ST. PETERSBURG Almaz Shipbuilding Co. officially launched a Zubr-class air-cushioned landing vessel, one of two military hovercrafts commissioned by the Greek Defense Ministry. It will become the first Russian-made ship to be used by the navy of a NATO member country, officials said.
The vessel is capable of carrying out beach landings loaded with three tanks or up to 400 armed troops. According to the deal, worth about $100 million, the St. Petersburg shipbuilding company will provide two of the Zubr vessels to the Greeks by mid-2001.
According to Velis Alurdas of the Greek Defense Ministry, further tests of the craft will be conducted soon in the Baltic Sea, "and hopefully [a] Zubr will be ready to be shipped to Greece by the end of this year."
Work on the second Zubr started at the Almaz facility in May. Almaz officials said the first vessel is an upgraded version of a ship built in 1996 for the Russian Defense ministry, which eventually did not take delivery of the vessel due to a lack of funds, officials said.
The contract for the Zubr ships between the Greek Defense Ministry and Rosvooruzheniye, the federal agency handling Russian arms export operations on behalf of Russian companies was signed in January.
The vessel features 2.5 meter high, hard-rubber cushioned pontoons pumped with air. The cushion enables the ship to cruise on sea, sand, ice and marsh.
Dead-weighted at 550 tons, the 57 meter-long vessel does not need to stop before landing and has a maximum speed of 60 knots/h (110 km/h) at sea and 60 km/h on the land.
The combat capacities of Zubr include four sets of Igla 1M anti-aircraft missile launchers, two sets of 30 mm automatic AK-630 guns and two sets of MS-227 unguided missile launchers.

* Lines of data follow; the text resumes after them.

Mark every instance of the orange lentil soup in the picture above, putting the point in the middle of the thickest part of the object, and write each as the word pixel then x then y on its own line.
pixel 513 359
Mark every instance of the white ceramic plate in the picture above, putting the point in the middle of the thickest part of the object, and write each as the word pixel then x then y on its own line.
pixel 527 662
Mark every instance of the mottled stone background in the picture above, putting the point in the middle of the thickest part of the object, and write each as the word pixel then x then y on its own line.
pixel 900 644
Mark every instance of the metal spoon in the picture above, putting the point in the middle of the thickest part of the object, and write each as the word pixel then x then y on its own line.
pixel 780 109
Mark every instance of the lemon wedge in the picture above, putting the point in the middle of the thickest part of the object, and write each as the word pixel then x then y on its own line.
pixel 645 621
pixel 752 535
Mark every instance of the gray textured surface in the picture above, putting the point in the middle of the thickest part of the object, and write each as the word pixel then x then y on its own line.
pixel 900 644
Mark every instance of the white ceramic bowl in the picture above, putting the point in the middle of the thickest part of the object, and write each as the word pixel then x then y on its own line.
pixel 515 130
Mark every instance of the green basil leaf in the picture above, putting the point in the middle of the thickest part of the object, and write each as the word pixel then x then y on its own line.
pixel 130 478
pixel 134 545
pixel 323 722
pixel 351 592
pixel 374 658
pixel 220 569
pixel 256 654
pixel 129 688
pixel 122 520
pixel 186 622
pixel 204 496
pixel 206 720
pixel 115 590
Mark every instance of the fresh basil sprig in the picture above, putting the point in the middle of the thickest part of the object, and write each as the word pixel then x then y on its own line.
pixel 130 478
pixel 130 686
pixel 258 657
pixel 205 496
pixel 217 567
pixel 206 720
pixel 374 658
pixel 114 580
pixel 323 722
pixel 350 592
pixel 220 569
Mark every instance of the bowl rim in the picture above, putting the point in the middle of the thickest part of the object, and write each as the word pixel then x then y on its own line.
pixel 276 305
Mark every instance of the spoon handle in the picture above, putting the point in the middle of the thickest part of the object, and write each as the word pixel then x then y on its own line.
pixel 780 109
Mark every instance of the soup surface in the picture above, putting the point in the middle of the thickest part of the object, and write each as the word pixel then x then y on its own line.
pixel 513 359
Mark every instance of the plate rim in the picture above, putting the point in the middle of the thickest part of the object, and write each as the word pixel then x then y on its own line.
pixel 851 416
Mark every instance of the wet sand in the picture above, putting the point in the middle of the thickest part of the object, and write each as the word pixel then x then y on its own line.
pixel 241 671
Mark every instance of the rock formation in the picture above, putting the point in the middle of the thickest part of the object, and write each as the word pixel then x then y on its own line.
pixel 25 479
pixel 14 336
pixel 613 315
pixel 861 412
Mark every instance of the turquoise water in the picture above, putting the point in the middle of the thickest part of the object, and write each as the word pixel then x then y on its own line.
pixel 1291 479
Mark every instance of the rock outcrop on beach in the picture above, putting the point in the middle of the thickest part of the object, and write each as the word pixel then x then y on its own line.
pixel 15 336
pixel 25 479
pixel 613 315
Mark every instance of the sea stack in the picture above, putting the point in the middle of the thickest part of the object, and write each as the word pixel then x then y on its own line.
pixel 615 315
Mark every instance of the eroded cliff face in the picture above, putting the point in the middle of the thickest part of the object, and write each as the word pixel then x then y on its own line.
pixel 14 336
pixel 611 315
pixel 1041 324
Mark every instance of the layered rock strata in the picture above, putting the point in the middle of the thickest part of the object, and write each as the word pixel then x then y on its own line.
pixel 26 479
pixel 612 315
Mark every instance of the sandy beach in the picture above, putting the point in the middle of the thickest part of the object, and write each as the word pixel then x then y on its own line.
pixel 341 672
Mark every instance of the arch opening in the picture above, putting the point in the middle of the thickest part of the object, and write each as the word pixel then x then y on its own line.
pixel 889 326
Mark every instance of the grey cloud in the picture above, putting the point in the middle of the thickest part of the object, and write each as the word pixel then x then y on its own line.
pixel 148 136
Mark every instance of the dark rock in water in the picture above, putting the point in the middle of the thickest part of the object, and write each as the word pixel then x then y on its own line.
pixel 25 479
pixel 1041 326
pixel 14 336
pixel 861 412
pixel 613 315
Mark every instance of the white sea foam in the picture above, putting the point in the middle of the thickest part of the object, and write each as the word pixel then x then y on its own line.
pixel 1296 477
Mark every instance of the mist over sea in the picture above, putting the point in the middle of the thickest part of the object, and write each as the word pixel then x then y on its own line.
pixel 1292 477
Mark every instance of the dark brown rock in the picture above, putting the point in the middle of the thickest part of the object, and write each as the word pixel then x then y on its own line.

"The Aegean Sea is rather shallow, and there are many small islands there," Velis Alurdas of the Greek Defense Ministry said at the launching ceremony. "We believe that vessels of the Zubr class are most suited to guard our sea boarders."
Another Greek naval official said that, besides the defensive capabilities of the ships, Greece is looking to use them against the growing number of Albanian pirates disturbing civil navigation in the region.
According to Alexei Ponomarev, head of the projects department of Rosvooruzheniye, the fact that a NATO country has purchased a Russian-made vessel shows how developed the Russian shipbuilding industry has become in the past four or five years.
"There are many sound reasons to believe the Greek side will order another two ships of the Zubr class through Almaz," Ponomarev said. "Of course, only the results of the tests [of the first Zubr] will tell us for sure whether our Greek partners will continue cooperation with the St. Petersburg shipbuilders."
According to the Delovoy Petersburg daily, Almaz in May received a 1.2 billion ruble ($43.1 million) credit line from the Moskovsky Delovoy Mir (MDM) Bank to cover its operations expenses.